A couple days ago I bought a Jelly Cat stuffed animal (a bear) for baby H. I bought him one because I figured he would want to be (or I wanted him to want to be) just like his big sister. His big sister has a Jelly Cat bunny, aptly named "Jelly," that she loves and adores and has to have every night. They are snuggle partners in crime and I just wanted to see my sweet baby boy with a cuddle bear too!
Well, the new-with-tags bear sat on the couch as I brought M out of her room from nap. I hadn't intended on showing it to her, or her seeing it all, but it was the first thing her eyes fixated on. She wiggled down from my arms and ran to it screaming "more jelly! my jelly!" She delighted herself in it snuggling it so close to her chest that I thought it might engraft into her precious skin. I let her play with it and hug and kiss it. And then, I broke her heart... I told her it wasn't for her. It was for her brother.
She argued. She pleaded. She cried. She got angry. Lots of tears.
I tried to explain to her. I called in reinforcement and the three of us sat and "talked" it out.
"this is for your baby brother... I know you want one too... i know this is really hard to understand... things are gonna be hard at first... mommy loves you just as much as baby brother... they'll be times when H gets things that you don't... they'll be times when you get things that H doesn't... this Jelly is for your brother..."
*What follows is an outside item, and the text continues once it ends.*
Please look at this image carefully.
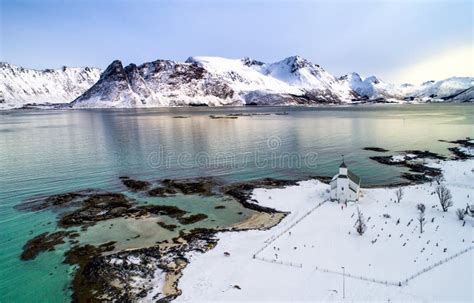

She sat on my lap with big rolling tears and snuffiling snot. I knew she understood. But still she let out a last whimpering plea, "I want Jelly." I started to cry myself as I knew her little world had been shattered.
I was not prepared. I've known I needed to prepare myself. But its the same as I know stretching and exercising will be good for labor... I keep putting it off. I kept/keep clinging to my last few weeks where I can invest every part of myself solely to her. I revel in it. My sweet princess who first made me a momma. I'm anxious about hurting her more when the baby comes. I know it will happen.
But as hard as it is, I know that this is good. Even at two, there are hard lessons to be learned. And even though my heart breaks too and parts of me tell myself to give up and give in and not face the hard things, I know that as her Mommy I am called to walk beside her through the storms. Not just to make my presence known, that I will always love her, but to more so make HIS presence known. To help her find her identity in a loving Savior, not an identity found in mom's affection or the world's approval. And sometimes that feels like a shattering world -- when things don't go our way, when we are disappointed by ones we love, when we don't get the attention we want, when friends fail us, when we don't get the teddy bear prize...
As I imagine forward through the next 15/20 years of her life I foresee lots of heart breaks as she learns life's lessons and does the hard things. My sweet M -- if ever you should read this, know that my heart breaks with yours, I know the pain too and want to so badly take it for you, but more than that I rejoice that in every storm, at age 2, 16, or 35, you have a loving infinite Father who is working all things together for your good and His Glory. You are immensely loved and I am so thankful for, proud of, and blessed by your sweet heart.